Sorry, I got a little off track there. I just watched Joe Scott’s video about ancient civilizations.

The thing that really blows my mind is just imagining what kinds of people lived, say, 150,000 years ago. Humans as we know them had already existed for another 150,000 years, but a super cool invention just dropped - it’s the power of spoken language. I would sell my soul to eavesdrop on a conversation between humans fifteen times older than the first civilization we currently have the wisdom to learn about. If my minimal reading about pre-history serves me well, they discussed the stars and how to navigate by them. They exchanged their observations about the changes in the seasons that could be predicted and harnessed. But what about the millions of other conversations between families, friends, enemies, and lovers? When children asked Why do trees lose their leaves in the winter? what answers were they given? Surely our ancestors had their theories as to why things happened. What songs did they sing? What did they consider worth remembering?

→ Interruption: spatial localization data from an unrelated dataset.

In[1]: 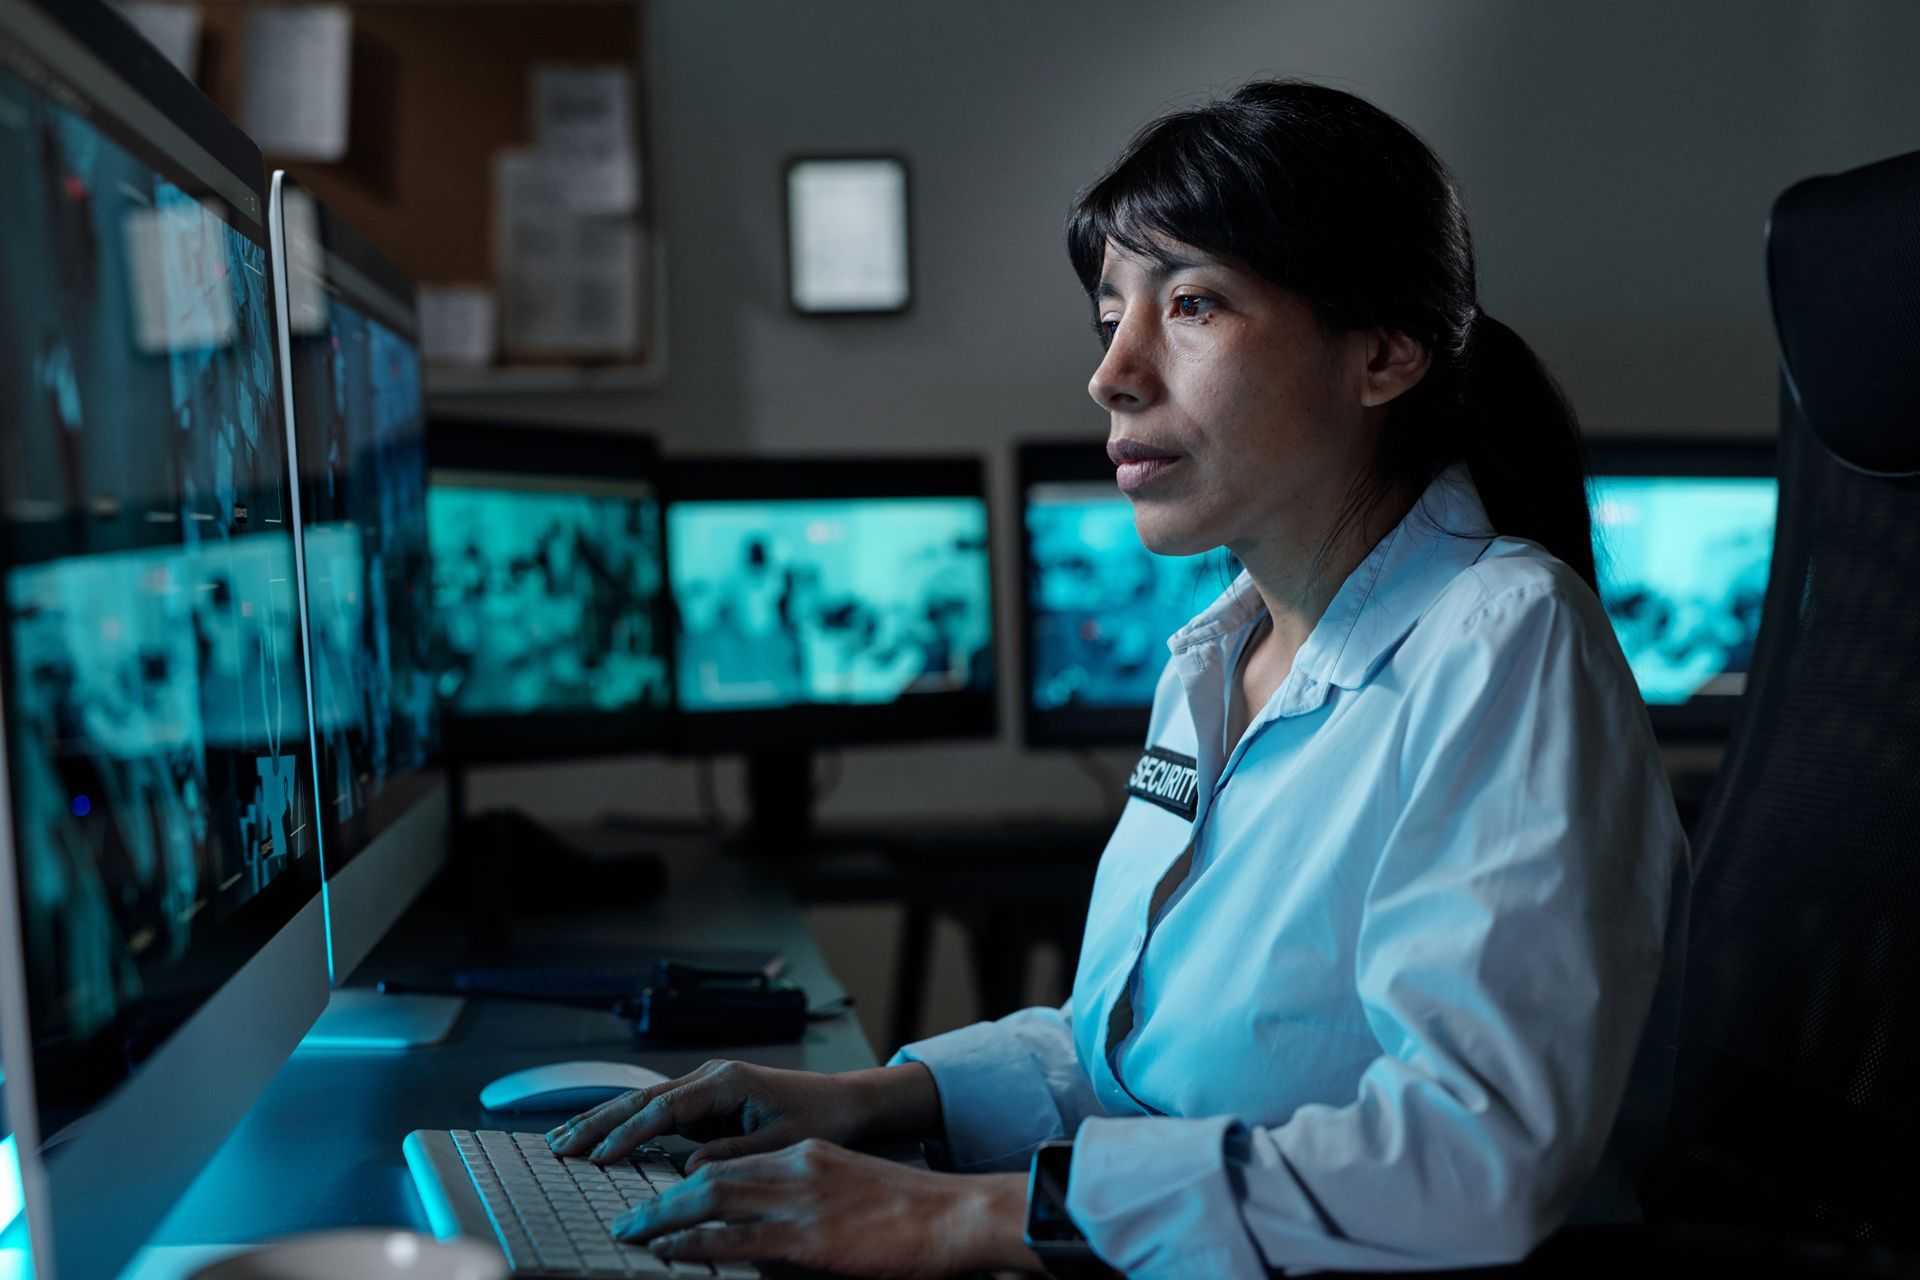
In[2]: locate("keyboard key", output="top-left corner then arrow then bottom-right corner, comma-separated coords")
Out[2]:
430,1131 -> 751,1277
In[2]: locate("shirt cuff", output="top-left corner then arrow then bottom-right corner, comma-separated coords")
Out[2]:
890,1020 -> 1067,1172
1067,1115 -> 1270,1280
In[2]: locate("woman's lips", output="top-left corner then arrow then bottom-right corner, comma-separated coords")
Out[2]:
1116,456 -> 1181,494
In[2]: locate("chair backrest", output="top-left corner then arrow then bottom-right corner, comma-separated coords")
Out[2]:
1645,150 -> 1920,1244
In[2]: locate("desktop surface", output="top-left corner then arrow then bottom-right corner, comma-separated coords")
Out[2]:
148,828 -> 876,1252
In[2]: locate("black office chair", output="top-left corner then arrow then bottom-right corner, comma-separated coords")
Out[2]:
1636,147 -> 1920,1254
1319,151 -> 1920,1280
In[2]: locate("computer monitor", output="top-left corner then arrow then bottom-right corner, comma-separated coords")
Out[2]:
426,418 -> 673,764
666,455 -> 995,845
1588,437 -> 1778,738
0,1053 -> 18,1252
1017,441 -> 1240,749
0,2 -> 327,1275
269,175 -> 455,1046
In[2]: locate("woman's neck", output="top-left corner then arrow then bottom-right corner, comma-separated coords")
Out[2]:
1235,478 -> 1421,662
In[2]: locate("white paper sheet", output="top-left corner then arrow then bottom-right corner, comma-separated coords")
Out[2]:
788,158 -> 910,312
493,147 -> 642,357
418,285 -> 498,367
240,5 -> 352,162
530,64 -> 640,215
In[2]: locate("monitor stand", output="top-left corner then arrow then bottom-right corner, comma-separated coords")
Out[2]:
300,987 -> 465,1050
740,748 -> 815,855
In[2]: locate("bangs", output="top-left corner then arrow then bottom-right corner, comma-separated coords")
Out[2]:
1066,108 -> 1287,296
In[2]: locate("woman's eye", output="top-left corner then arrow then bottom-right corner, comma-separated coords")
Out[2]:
1173,295 -> 1214,318
1093,318 -> 1119,348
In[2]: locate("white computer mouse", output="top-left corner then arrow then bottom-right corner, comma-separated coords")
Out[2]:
478,1060 -> 671,1113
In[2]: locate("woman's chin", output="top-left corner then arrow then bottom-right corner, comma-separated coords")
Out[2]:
1131,510 -> 1221,559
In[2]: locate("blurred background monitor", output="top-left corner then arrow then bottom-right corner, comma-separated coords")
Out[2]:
272,174 -> 455,1045
1588,437 -> 1779,739
0,2 -> 329,1274
666,456 -> 995,847
1018,441 -> 1241,749
427,418 -> 673,763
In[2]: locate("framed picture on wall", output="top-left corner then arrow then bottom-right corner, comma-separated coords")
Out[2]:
784,154 -> 912,315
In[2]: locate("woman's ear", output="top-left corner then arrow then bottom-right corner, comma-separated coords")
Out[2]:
1358,328 -> 1431,408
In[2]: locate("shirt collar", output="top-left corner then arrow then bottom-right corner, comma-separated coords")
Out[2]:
1168,463 -> 1497,692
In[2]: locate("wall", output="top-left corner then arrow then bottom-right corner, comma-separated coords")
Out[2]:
453,0 -> 1920,1048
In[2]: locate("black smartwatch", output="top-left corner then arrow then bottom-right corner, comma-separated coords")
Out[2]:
1024,1139 -> 1122,1279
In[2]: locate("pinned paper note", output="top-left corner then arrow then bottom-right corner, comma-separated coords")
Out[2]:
493,148 -> 642,357
418,286 -> 498,367
530,64 -> 640,215
240,5 -> 352,161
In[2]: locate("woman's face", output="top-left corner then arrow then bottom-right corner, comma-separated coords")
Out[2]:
1087,236 -> 1377,561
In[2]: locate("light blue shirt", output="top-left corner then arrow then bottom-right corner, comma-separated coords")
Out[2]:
896,465 -> 1691,1277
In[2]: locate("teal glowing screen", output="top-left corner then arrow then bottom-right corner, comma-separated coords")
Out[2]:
669,497 -> 992,711
1026,484 -> 1238,711
428,477 -> 669,717
1591,475 -> 1776,705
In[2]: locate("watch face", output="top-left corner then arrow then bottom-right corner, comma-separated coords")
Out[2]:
1025,1141 -> 1082,1245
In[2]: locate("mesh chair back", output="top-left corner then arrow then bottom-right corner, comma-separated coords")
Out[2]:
1648,151 -> 1920,1244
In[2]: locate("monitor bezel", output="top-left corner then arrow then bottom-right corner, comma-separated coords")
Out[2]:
0,4 -> 330,1275
1016,440 -> 1168,750
665,454 -> 999,752
272,172 -> 445,886
1586,434 -> 1779,741
427,416 -> 676,764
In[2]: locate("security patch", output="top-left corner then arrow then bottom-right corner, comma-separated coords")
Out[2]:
1126,746 -> 1200,821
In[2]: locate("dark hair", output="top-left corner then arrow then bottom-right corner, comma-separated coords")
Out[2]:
1067,80 -> 1596,592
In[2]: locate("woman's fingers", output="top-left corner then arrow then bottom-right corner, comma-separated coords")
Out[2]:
684,1126 -> 795,1173
647,1222 -> 794,1263
588,1066 -> 751,1164
548,1061 -> 727,1155
610,1162 -> 775,1242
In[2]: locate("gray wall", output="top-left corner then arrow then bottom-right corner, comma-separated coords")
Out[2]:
464,0 -> 1920,829
453,0 -> 1920,1045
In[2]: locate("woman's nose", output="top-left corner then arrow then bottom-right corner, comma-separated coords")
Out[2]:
1087,316 -> 1159,411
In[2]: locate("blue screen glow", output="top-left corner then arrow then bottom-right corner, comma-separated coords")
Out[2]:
1026,483 -> 1239,712
1591,475 -> 1777,705
669,496 -> 993,712
429,478 -> 669,717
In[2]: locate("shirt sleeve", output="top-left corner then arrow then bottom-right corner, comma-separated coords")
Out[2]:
890,1000 -> 1106,1172
1064,579 -> 1687,1278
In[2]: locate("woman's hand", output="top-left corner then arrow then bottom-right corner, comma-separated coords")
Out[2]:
547,1060 -> 940,1170
610,1139 -> 1038,1278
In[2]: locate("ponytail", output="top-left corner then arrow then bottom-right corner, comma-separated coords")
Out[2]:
1455,315 -> 1596,592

Most amazing of all, there is a direct lineage connecting those humans to you. Yes, motherfucker, you.

If you’re like me, you find it relatively easy to imagine that your deceased loved ones are watching over you right now (even if you don’t believe that to be literally true). But how far back does that go? Are we supervised by ancestors from not one… not two… but 12,000 generations? God, I hope so. I want to meet them very badly.